On ne se trompera pas sur cette énumération de périls. Ils n’assombrissent pas l’horizon des seuls Roms promis à l’évacuation. La conditionnalité qu’ils font peser fait valoir d’autres craintes à venir. « La sécurité et la salubrité publiques » sont invoquées par ces arguments hygiénistes. D’autres raisons le sont moins. Silence est fait sur des enjeux qu’on devine plus profonds. En effet, si seules la santé, la sécurité et la stabilité des habitants avaient importé aux autorités, nul doute que des solutions alternatives auraient été depuis longtemps mises en place et une réflexion plus large envisagée sur la question des bidonvilles. Or rien n’a été fait.
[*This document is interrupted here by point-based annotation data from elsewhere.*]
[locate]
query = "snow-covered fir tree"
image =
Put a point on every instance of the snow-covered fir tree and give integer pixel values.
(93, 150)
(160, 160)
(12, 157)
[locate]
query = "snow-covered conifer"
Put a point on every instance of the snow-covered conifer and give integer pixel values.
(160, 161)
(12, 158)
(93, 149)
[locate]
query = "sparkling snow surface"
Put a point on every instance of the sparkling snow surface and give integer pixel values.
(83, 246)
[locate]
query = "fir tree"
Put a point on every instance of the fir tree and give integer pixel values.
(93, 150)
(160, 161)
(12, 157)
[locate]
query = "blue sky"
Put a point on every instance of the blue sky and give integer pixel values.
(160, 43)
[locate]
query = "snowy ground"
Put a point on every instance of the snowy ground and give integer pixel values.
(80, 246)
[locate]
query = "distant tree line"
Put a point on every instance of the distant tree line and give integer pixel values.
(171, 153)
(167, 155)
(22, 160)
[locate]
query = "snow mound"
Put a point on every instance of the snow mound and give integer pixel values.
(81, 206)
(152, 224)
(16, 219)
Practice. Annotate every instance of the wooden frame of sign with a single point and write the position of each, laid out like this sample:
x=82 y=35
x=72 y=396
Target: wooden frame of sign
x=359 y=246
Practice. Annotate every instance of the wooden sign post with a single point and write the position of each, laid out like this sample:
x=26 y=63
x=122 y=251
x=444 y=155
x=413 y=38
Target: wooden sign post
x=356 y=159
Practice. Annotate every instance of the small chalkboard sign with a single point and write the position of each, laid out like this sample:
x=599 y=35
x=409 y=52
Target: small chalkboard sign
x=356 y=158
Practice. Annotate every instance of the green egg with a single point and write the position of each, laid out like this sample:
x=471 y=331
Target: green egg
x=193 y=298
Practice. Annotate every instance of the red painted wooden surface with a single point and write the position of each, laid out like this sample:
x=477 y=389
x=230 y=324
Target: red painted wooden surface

Mais il est, semble-t-il, une inquiétude supplémentaire pour les édiles et rédacteurs de l’arrêté n° 2013/147 du 29 mars 2013. L’association Le PEROU est partout présente dans l’arrêté par les mots qu’elle a inventés pour l’occasion. Les désignations mêmes des animateurs du PEROU figurent, telles quelles, réitérées dans le texte. « L’Ambassade » notamment, mais aussi la « place des Fêtes », et même les « guirlandes » ou les « affiches » sont citées. Plus d’une page est consacrée au « danger » que représente cette fameuse Ambassade ! Pareille opiniâtreté le montre : au-delà de sa rhétorique de pharisien, c’est bien le PEROU que vise cette prose administrative qui, malgré elle, lui rend comme un étrange hommage : hommage involontaire aux actions de médiation engagées par l’association entre des populations vouées d’ordinaire à plus d’anonymat. Plus personne ne pourra maintenant faire mine de ne pas le savoir : l’Ambassade du PEROU, de par sa promesse émancipatrice et son inventivité, fait désormais figure d’exemple.